Tissue engineered microenvironments were constructed to test the effects glial cells have on calcium information processing, and to mimic conditions in vivo for tumor invasion and residual cancer after resection of tumor. Submaximal, nM, glutamate (GLU) stimuli were applied to the engineered environments, and the resulting calcium dynamic behavior of neuronal cells was measured to help predict and interpret chaotic systems in the experimental realm. Calcium is a key signaling ion which signals through the N-methyl-D-aspartate (NMDA) glutamate receptor on the neuronal membrane. GLU binding to the NMDA receptor (NMDAR) causes a large and dynamic increase in neuronal intracellular calcium. Perturbations in calcium homeostasis by means of the NMDAR have been linked to several neurodegenerative diseases, such as Alzheimer's, Parkinson's and Huntington's disease. Primary rat cortical cells were used in both co-culture (neurons and glia) and in cultures treated with Cytosine Arabinoside (AraC) to deplete glia. Rat glioma cells were added to the cultured cells to mimic residual cancer cells. In addition, the glioma cells were formed into novel spheroids that modeled tumor invasion. The calcium response was monitored after exogenous glutamate was added in three concentrations (250, 500 and 750 nM), in all (3!) sequences. Calcium was imaged with Fluo 3/AM, 8 to 9 days after plating. The co-culture system responded to increasing submaximal additions of glutamate with calcium spikes, as previously demonstrated in this system.

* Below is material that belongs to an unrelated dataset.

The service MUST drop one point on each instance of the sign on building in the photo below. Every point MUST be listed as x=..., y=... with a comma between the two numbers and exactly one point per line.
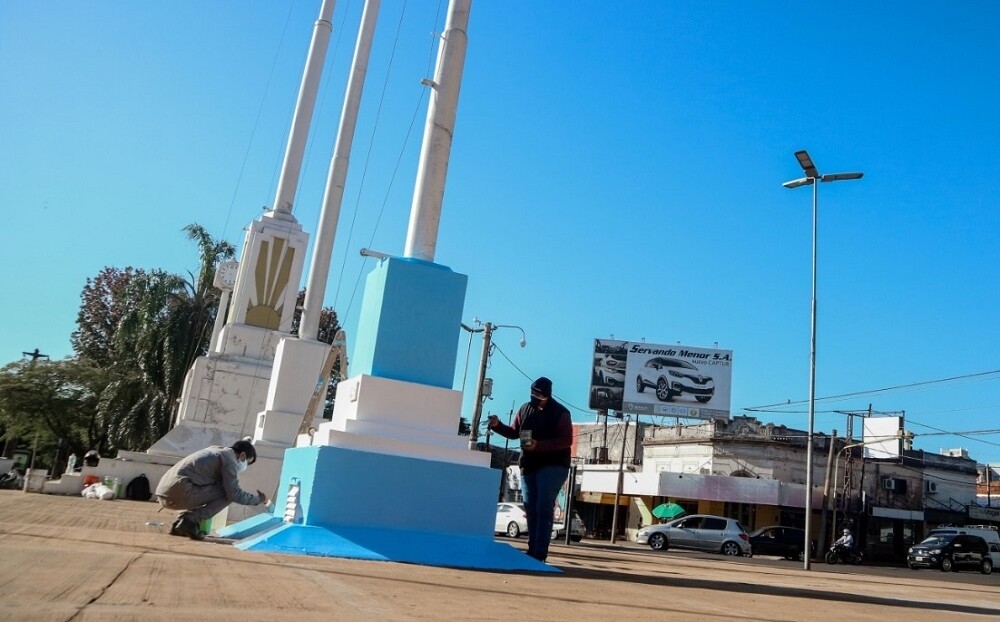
x=650, y=379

Neuronal cultures depleted of glia responded to increasing nM additions of GLU with large synchronized broad transient responses which returned to baseline more slowly, leading to a greater area under the fluorescence intensity-time curve (AUC) that we believe is an indicator of excitotoxicity, as well as, normal calcium signaling. Cancer environments did not have excitotoxic calcium area under the curve AUC to glutamate stimulus; however, the residual environment did display excitotoxic conditions due to rapid glutamate induced calcium oscillatory behavior from glioma expressing system Xc-. Determining how neurons will respond and behave in altered systems, such as, in the presence of brain tumor glia may help our understanding of cell loss in the brain, and may provide better protective strategies.